UMEM Educational Pearls - By Neeraja Murali

How many times have you discharged a patient with a clinical impression of “abdominal pain” with no clear explanation or diagnosis? 

How many of these times do you direct them to follow up with gastroenterology? And more importantly, how often do they actually do so?

This study discussed a multi-disciplinary approach to ensuring adequate follow up for patients, utilizing an EMR based transition of care (TOC) program. The study stratified patients into 2 groups, pre and post TOC program implementation, to assess rates of appointment scheduling and attendance, as well as rates of return to ED within 30 days. Patients were further stratified based on their Distressed Communities Index (DCI) score (a composite of 7 different socioeconomic metrics) into 5 tiers: Distressed Communities, At Risk Communities, Mid-Tier Communities, Comfortable Communities, and Prosperous Communities. Prior to the implementation of the TOC program, the onus was on the patient to schedule their appointment. The TOC program consisted of an order placed in EMR, which triggered review of the patient's chart by the gastroenterology attending or NP. This individual would then message the information to the appropriate GI subspecialty clinic, along with a time frame in which the patient should be seen.

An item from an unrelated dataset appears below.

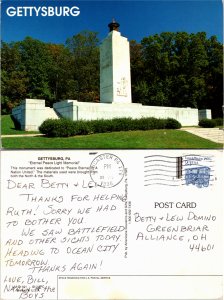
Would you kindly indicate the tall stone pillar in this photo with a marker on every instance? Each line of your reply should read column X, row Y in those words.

The clinic would then check the patient's insurance reach out to the patient directly to schedule the appointment.

While there was no signifcant difference in 30-day readmission between the pre and post TOC program patients, the post-implementation group was found to both schedule appointments (50% vs 27% p-value <0.01) AND show up to appointments (34% vs 24% p-value <0.01) at significantly higher rates compared to Pre-TOC patients. Additionally, post-TOC patients in the At-Risk and Distressed DCI groups were 22x more likely to follow up than the same groups in the pre-TOC group (OR 22.18, 95% CI 4.23–116.32).

Though the study had promising results, it did admittedly have some limitations, namely the size of the at-risk and distressed groups.  Another consideration, though not mentioned in the paper, is that access to a working phone is necessary to the success of this program. Nevertheless, the idea of a TOC program is worth consideration as a means to ensure that patients are not lost to follow up and potentially reduce the risk of adverse events.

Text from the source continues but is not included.